Like we really need another bank, when most people conduct their banking now days online. This bank also has a nefarious reputation of holding customer funds for various reasons. Canadian bacon yes, banking no thanks.

Anonymous said...

"Here's a bit of a preview of what's to come in downtown Bethesda on two former gas station sites."

-Green and white signs saying "TD Bank"!

-Plants in mulch!

-Daily hours posted!

-Green office chairs!

Oh, the excitement is too much for me.

And "Bethesda" ends at Strathmore. Garrison's was, and always will be, the first store in Rockville.

Anonymous said...

When did "@ Bethesda Row" become "@ Pike District"?

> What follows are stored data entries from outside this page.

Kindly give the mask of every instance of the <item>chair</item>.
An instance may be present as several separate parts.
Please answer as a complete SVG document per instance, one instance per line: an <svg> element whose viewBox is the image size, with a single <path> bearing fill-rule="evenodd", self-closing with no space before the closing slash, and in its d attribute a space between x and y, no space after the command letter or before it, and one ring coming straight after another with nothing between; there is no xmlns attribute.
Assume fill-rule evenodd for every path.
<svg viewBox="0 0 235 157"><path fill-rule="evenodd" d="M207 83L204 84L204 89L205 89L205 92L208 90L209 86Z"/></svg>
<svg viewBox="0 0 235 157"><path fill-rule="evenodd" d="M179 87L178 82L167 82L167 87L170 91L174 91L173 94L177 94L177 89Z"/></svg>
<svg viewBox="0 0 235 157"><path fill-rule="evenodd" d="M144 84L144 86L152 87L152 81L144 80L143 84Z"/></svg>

Frendship Heights, Kensington, Silver Spring and even Tenleytown and Wheaton are closer to downtown Bethesda than most or all of the so-called "Pike District".

Robert Dyer said...

8:05: If that's so, why did another outlet last night report a Randolph Road incident as being in North Bethesda, and more importantly, why aren't you complaining about that with the same vigor?

Robert Dyer said...

8:24: You've got a lot of complaint writing to do, as every other outlet includes the Pike District in Bethesda coverage. Kensington and Wheaton are NEVER referred to as North Bethesda; the Pike District is.

Anonymous said...

As usual, your reading comprehension sucks. I never called Kensington or Wheaton "North Bethesda". I just pointed out that they are closer to downtown Bethesda than the Pike District, and thus might be of more interest to readers in downtown Bethesda.

Anonymous said...

Oh, my. Anonymous still needs GPS to find his way around :)

Anonymous said...

No, that would apply to Dyer. He doesn't seem to know anything east of Wisconsin Avenue/Rockville Pike or south of Western Avenue.

Anonymous said...

Dyer reading his "competitors" nice.

Anonymous said...

Well that was certainly called for. Insult other readers. Go you.